Llevo media docena de meses enfrascado en una nueva novela. Dicho de otra forma: llevo medio año viviendo en otro planeta. Dándole vueltas en la cabeza las veinticuatro horas del día a personajes, tramas, escenarios y conflictos, peleándome con el teclado y bordeando esa frágil frontera entre el mundo real y el de la imaginación. Atrapado por una historia que me tiene en vilo, que me fascina y que lucha por salir a la superficie.
A veces la escritura fluye a borbotones, violentamente, como si temiera quedarse atorada si no se apresura a llegar a la pantalla del portátil; otras se ralentiza, se queda sin fuerza y me obliga a detenerme y a dar largos paseos a la espera de que el subconsciente realice su trabajo. El otro día, comentando todo esto con un amigo, me decía que esas son las jugarretas de las musas, que la inspiración viene y va.
Pero no, qué va. Ni mucho menos.
No existe la inspiración. No al menos como la solemos entender, como una voz cuasi divina que nos dicta palabras al oído. La única forma de escribir una novela es sudar. Esforzarse cada día, constantemente, a menudo luchando con cada palabra para moldear la historia. Pero ni así. Con disciplina conseguiremos contar una historia, pero nada garantiza que llegue al lector, que este la disfrute y la convierta en suya. Para conseguir eso hace falta una clase diferente de sudor...
La única forma de escribir una novela es sudar. Esforzarse cada día, constantemente, a menudo luchando con cada palabra para moldear la historia.
A todos nos encanta que nos cuenten historias. De alguna forma, lo llevamos en los genes: las historias son la forma que tenemos de conocer, entender y dar forma al mundo. Las historias nos conectan con los demás seres humanos, nos permiten comprender cómo funcionamos (y cómo funciona cuanto nos rodea) y nos enseñan a conocernos a nosotros mismos.
Las historias crean sociedad y establecen reglas de comportamiento.
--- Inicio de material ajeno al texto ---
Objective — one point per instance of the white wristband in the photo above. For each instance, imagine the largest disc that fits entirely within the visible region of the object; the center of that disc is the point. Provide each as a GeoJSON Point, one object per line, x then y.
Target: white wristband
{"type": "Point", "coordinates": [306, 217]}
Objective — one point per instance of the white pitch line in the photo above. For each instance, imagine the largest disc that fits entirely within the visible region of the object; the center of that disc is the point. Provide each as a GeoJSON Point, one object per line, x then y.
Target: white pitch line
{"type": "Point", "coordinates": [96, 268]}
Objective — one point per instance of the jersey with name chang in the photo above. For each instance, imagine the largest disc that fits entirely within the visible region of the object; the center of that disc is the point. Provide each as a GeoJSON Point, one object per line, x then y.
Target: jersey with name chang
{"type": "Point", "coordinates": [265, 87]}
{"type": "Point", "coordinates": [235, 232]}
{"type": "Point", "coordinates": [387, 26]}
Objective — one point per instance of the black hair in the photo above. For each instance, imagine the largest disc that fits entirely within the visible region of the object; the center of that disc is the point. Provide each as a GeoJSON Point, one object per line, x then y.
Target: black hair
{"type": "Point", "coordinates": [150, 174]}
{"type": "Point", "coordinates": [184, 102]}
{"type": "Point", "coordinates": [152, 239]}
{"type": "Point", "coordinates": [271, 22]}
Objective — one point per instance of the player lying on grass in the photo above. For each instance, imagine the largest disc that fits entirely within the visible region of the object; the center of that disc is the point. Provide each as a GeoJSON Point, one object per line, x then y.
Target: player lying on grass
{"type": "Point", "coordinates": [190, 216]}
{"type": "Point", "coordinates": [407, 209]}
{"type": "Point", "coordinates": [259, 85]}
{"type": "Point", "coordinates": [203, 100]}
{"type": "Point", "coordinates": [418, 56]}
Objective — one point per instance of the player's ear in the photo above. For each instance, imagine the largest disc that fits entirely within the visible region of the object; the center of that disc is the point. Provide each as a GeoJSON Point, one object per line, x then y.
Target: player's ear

Todo eso podríamos aprenderlo también por medio de manuales formativos, tratados sobre psicología humana o leyendo simplemente los códigos legales por los que nos regimos... Pero no sería efectivo. No aprenderíamos casi nada. Y la razón es la misma que hace que una novela funcione: la emoción.
La única forma de que una novela llegue al lector es que le emocione. Conseguir que los personajes atrapen las emociones del lector, que le hagan reaccionar visceralmente, que despierten su amor, su odio, su rencor, su tirria, su risa, su compasión, su admiración. Que le importen hasta el punto de entristecerse cuando sufren y alegrarle el día cuando triunfan. Porque la razón nos permite conocer, pero son las emociones las que nos permiten comprender. Y recordar. Pero, ¿cómo conseguirlo? Ahí es donde entra en juego, una vez más, el sudor.
La única forma de que una novela llegue al lector es que le emocione. Conseguir que los personajes atrapen las emociones del lector, que le hagan reaccionar visceralmente, que despierten su amor, su odio, su rencor, su tirria, su risa, su compasión, su admiración.
Para emocionar hay que sudar. Hay que bajarse del pedestal del dios creador y convertirse en uno más. Al menos, esa es la forma en que me funciona a mí: bajando a la tierra y pegándome a mis personajes. Cuando escribo necesito oler lo que huelen, sudar como ellos, sufrir como ellos, ver lo que ellos ven y sentir lo que ellos sienten. No soy capaz de escribir si no me meto en su piel, si no consigo ver el mundo como ellos lo ven.
Todos lo hemos experimentado muchas veces: las emociones son contagiosas, basta que alguien se ponga a llorar para que se nos humedezcan los ojos. Si cuando escribimos no estamos experimentando esas emociones, ¿cómo vamos a transmitirlas? Por eso, escribir implica un gran desgaste emocional. Me acuerdo ahora de una escena de En tiempo de halcones en la que Estevo, el siervo protagonista, presencia la brutal escena de una violación.
Ese día, mientras la escribía, estaba oliendo el barro del camino, empapado por la lluvia, muerto de frío y de miedo, asistiendo con el corazón en un puño a una de las experiencias más atroces que he vivido. Literalmente vivido. Pero sabía que era lo que tenía que hacer. Porque la única forma de que funcione una novela es agarrar al lector por el pescuezo y hundir sus narices en el fango. Implicarle. Emocionarle.
Y, para conseguirlo, hay que implicarse. Joderse. Mojarse. Y, sí, emocionarse.